Mentre rileggo questi versetti, mi viene in mente la parabola di Gesù raccontata dall’evangelista Luca “sulla necessità di pregare sempre senza mai scoraggiarsi” (Lc 18,1).
Andiamo a fondo. A volte hai questa impressione: tu parli e Lui tace. Tu preghi, chiedi, gridi il tuo bisogno e sembra che non cambi nulla. Vedi che le tue ginocchia si consumano nell’attesa, ti senti sfiancato e cominci a pensare che sia tutto inutile. E mentre lo pensi, il tarlo del dubbio ti fa supporre che Dio sia lontano, indifferente, apatico. O forse che la tua preghiera non sia ben fatta. O addirittura che la tua vita, così com’è, non meriti una risposta.

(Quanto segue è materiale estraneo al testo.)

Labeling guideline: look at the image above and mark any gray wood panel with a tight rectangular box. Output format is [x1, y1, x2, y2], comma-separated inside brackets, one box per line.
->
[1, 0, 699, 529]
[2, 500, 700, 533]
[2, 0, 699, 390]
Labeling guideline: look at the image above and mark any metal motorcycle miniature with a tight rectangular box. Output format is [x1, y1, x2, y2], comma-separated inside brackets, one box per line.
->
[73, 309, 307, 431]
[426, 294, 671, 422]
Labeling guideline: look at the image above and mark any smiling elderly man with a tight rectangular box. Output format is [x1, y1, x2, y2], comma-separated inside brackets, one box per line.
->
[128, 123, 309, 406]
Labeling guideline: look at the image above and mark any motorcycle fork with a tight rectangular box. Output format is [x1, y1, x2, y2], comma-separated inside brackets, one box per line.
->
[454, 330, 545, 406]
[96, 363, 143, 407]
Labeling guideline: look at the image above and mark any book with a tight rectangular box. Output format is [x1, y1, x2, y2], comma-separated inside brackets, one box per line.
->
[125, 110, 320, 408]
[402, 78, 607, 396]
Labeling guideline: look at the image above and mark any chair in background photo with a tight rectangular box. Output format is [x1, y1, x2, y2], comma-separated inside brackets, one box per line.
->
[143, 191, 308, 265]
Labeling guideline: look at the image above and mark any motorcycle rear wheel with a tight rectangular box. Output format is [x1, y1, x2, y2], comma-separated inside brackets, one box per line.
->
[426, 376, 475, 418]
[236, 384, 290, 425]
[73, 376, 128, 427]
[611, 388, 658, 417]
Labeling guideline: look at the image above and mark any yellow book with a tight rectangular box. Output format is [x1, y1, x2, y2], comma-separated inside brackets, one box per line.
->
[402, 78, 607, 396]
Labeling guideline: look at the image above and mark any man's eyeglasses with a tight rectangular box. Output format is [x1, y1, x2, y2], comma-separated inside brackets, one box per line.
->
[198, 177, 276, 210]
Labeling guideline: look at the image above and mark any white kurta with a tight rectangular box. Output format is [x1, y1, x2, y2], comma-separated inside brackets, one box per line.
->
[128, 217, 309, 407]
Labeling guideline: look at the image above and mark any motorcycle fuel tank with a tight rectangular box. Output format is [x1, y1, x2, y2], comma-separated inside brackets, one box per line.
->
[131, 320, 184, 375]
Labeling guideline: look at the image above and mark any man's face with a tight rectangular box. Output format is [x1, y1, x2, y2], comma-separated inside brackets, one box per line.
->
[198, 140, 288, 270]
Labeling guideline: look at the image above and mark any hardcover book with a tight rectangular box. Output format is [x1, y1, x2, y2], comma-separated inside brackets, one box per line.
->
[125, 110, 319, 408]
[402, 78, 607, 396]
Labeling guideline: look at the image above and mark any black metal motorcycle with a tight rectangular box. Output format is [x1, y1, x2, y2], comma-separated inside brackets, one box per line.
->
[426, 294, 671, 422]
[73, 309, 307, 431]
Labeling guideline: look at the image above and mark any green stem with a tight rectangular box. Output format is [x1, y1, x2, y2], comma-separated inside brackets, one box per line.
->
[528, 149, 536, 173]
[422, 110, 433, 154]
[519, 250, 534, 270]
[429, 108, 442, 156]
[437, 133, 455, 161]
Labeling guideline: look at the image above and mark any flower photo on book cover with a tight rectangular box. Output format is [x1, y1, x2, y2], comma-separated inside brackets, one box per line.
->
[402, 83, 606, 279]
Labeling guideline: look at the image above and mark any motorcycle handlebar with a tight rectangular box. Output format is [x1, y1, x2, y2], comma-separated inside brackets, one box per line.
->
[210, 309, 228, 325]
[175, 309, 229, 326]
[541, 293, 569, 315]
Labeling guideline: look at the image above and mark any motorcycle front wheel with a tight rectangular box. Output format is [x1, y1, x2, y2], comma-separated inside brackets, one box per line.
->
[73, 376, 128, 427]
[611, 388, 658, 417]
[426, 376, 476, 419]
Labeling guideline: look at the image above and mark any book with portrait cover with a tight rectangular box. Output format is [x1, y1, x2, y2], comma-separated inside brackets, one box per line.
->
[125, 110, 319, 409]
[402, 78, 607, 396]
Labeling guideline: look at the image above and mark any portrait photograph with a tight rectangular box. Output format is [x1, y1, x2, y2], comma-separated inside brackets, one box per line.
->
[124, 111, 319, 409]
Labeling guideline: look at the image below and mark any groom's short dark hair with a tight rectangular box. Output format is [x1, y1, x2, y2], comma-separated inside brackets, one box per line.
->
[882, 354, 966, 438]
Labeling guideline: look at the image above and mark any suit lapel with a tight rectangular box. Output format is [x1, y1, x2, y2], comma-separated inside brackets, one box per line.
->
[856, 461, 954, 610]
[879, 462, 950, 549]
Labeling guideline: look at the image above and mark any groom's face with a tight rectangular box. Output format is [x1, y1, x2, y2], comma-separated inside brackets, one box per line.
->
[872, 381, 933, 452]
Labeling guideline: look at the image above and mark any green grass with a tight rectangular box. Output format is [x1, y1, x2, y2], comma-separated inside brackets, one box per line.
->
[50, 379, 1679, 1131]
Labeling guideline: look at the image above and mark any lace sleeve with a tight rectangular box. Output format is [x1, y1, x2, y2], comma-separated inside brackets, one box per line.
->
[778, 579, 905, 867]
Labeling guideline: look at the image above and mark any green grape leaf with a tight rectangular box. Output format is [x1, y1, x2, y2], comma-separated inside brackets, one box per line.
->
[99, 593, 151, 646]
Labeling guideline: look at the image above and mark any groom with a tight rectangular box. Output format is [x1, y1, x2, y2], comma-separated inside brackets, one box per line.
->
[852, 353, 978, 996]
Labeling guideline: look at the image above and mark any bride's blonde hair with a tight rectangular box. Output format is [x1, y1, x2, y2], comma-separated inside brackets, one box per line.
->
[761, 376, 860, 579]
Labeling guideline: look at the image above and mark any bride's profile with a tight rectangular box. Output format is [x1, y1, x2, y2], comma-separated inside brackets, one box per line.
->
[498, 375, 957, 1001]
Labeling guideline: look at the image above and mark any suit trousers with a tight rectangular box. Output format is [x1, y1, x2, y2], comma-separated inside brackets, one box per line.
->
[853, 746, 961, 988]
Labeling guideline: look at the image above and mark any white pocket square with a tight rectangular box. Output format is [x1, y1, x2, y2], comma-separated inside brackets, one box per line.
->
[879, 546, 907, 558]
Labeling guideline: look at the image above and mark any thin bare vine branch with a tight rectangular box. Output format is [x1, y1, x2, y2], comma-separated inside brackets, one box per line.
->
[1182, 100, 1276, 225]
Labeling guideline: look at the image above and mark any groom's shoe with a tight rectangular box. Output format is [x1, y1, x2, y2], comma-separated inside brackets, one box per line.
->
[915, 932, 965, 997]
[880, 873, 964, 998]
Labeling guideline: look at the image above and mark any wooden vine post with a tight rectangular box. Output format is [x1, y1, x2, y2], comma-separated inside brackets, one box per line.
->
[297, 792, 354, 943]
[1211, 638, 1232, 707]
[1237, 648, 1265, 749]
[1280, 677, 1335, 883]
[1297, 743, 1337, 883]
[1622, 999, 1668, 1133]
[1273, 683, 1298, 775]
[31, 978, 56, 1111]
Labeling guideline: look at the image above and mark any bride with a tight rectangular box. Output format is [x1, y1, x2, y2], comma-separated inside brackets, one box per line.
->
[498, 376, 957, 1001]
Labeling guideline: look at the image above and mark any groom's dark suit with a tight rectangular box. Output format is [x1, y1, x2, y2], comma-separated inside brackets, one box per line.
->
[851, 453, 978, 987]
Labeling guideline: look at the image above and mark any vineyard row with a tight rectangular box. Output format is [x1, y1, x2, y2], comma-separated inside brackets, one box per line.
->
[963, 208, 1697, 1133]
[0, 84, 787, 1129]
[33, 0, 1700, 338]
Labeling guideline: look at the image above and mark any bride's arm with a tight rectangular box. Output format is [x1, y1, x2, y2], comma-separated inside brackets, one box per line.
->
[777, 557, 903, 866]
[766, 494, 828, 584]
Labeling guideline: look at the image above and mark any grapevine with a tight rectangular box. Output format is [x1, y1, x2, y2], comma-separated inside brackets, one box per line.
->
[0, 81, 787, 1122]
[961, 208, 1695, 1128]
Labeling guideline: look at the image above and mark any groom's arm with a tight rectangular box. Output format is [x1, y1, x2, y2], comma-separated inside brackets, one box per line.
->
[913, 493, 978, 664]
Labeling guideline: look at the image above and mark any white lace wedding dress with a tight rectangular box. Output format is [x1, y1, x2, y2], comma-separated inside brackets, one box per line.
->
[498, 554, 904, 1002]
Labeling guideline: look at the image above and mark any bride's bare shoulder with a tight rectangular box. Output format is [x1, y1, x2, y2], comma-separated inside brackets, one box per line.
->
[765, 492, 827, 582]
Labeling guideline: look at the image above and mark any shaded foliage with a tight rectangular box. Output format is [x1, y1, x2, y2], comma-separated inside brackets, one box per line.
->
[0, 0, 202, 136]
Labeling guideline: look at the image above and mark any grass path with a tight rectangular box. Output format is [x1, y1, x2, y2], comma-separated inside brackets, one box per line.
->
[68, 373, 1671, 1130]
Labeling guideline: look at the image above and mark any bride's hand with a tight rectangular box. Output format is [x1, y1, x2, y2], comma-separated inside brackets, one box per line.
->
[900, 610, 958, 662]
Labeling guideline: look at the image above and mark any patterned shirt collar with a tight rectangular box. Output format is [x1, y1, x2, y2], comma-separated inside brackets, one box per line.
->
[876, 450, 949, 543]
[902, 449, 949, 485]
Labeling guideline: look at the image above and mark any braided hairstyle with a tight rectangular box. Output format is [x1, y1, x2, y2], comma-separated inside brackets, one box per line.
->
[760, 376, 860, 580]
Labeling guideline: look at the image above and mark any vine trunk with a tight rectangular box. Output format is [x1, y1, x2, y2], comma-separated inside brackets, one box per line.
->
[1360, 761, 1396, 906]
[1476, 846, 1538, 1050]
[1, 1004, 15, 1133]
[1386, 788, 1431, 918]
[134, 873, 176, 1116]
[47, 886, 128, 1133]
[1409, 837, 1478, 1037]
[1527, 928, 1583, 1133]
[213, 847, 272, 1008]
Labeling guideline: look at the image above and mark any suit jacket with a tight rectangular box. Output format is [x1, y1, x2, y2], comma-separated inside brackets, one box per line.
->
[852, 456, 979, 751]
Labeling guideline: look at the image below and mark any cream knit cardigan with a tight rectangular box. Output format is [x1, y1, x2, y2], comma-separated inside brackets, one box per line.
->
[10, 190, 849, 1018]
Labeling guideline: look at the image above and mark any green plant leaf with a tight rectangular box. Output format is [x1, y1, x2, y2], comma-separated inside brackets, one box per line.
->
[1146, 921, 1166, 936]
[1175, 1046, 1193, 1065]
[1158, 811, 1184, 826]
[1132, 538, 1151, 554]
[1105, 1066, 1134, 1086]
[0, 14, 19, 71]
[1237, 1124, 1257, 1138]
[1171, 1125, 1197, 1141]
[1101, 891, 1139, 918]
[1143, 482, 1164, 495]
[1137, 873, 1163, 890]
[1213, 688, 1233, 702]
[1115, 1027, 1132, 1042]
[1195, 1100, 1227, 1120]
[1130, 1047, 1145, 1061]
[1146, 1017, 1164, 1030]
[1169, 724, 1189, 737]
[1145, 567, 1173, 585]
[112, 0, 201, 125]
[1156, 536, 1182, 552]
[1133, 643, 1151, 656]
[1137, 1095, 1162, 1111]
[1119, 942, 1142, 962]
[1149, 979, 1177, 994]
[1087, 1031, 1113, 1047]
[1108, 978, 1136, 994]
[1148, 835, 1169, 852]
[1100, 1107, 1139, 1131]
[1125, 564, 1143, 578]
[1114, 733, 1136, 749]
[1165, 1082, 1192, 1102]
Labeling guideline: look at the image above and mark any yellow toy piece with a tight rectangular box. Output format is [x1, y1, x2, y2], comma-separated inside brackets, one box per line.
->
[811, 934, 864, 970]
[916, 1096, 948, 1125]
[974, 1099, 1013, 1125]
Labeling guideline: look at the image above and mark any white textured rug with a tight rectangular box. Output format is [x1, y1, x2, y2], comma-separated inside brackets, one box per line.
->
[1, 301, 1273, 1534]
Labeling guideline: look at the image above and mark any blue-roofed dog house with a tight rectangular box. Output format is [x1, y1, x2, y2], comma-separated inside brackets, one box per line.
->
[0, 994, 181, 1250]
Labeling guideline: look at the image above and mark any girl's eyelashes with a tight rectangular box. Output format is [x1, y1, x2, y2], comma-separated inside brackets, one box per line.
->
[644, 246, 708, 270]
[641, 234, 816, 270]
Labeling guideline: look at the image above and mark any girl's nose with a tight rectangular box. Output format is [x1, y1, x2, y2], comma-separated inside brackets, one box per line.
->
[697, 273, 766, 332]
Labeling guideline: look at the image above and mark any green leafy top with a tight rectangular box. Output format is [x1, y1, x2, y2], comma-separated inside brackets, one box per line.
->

A fare da argine a questa fiumara dirompente di pensieri che ci scorrono dentro e che dilagano nel timore di non essere ascoltati ed esauditi da Dio, ecco la sana provocazione di Gesù: tu, ciò che chiedi, lo chiedi nel mio nome? Che non vuole dire semplicemente: io intercedo per te. Vuol dire piuttosto che
l’unica richiesta ‘lecita’ e ‘ascoltata’ è quella di poter realizzare le stesse opere che Gesù ha compiuto, o addirittura di compierne di «più grandi». Ossia, amare. Anzi, essere disponibili ad amare fino a dare la propria vita.
«Cristo ci stimola a vivere lo sbilanciamento dell'amore», dice Papa Francesco, e «ci propone di uscire dalla logica del tornaconto e di non misurare l'amore sulla bilancia dei calcoli e delle convenienze. Ci invita a non rispondere al male con il male, a osare nel bene, a rischiare nel dono, anche se riceveremo poco o nulla in cambio. Perché è questo amore che lentamente trasforma i conflitti, accorcia le distanze, supera le inimicizie, guarisce le ferite dell'odio».
E non è forse tutto questo ciò che noi, in fondo in fondo, chiediamo nelle nostre preghiere?